An OB-GYN at Good Samaritan Medical Center in Brockton, Massachusetts told a reporter that there is no “magical number” for c-sections—that “whatever that C-section number turns out to be, is the right number” as long as mothers and babies are healthy. Dr. Lisa Masterson from the television show, The Doctors, emphatically argues the same, but the supposedly “ever cautious” modus operandi of obstetricians she touts is resulting in astronomical percentages of primary and repeat cesareans performed with no medical indication. Truly cautious doctors would not knowingly make a low-risk patient a high-risk one by recommending they submit to unnecessary major surgery.
Furthermore, patients and potential patients are justified in demanding that their doctor hold themselves and their peers accountable for the number of cesareans that they perform rather than accepting their fallacious reasoning that everything they do is correct and necessary, cesareans being no exception. While it can be emotionally difficult to come to terms with the fact that many doctors are now habitually and often unapologetically placing their self-interest before best evidence and the health of their patients in performing unnecessary cesareans on the women who trust them, it is important to point out or become self-aware of this fallacious thinking.

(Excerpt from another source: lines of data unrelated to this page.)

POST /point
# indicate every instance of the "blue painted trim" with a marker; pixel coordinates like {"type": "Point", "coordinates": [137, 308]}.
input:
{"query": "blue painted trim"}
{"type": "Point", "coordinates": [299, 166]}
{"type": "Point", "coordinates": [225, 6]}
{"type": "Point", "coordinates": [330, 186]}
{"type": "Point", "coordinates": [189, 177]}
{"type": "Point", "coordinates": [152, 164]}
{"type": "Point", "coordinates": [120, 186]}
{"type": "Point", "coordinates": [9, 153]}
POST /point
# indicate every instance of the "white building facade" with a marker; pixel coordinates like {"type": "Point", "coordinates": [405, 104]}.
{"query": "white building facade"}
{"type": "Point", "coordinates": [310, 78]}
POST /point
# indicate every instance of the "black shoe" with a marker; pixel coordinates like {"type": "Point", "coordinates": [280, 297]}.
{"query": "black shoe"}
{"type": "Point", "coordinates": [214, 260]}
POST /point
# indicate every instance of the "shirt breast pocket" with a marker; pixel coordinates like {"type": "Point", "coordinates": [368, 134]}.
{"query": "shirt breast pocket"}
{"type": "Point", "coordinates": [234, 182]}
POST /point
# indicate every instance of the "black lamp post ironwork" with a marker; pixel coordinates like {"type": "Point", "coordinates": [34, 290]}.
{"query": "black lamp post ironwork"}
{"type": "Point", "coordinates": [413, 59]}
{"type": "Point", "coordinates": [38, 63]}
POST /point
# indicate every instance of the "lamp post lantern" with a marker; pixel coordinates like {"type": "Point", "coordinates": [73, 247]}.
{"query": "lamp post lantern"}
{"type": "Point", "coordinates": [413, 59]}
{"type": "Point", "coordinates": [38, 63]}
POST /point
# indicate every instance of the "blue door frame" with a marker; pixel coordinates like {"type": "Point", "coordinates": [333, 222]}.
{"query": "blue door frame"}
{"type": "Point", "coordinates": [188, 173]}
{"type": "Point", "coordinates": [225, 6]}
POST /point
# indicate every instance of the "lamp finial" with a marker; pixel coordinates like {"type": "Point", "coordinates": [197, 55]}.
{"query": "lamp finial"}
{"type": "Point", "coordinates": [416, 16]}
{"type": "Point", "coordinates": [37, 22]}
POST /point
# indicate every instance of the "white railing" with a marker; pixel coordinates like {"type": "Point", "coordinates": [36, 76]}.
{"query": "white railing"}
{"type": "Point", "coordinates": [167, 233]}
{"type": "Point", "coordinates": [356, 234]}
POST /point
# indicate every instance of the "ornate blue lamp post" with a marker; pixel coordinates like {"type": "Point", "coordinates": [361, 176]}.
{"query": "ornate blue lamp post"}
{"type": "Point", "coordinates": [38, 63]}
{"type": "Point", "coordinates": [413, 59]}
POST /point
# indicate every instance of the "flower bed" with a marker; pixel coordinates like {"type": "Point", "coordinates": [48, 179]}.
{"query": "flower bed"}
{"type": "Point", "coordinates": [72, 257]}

Ironically, when doctors rely on the argumentum ad necesarean to assert their own authority and defend their high cesarean rate to themselves and others, they are setting themselves up for that which they are trying to avoid by performing an unnecesarean in the first place: litigation. The argumentum ad necesarean, rooted in the assumption that doctors do not make mistakes when it comes to cesareans, leads patients and the public to believe that doctors have more control over birth outcomes than they actually do. This leaves them more vulnerable to being blamed for a negative outcome.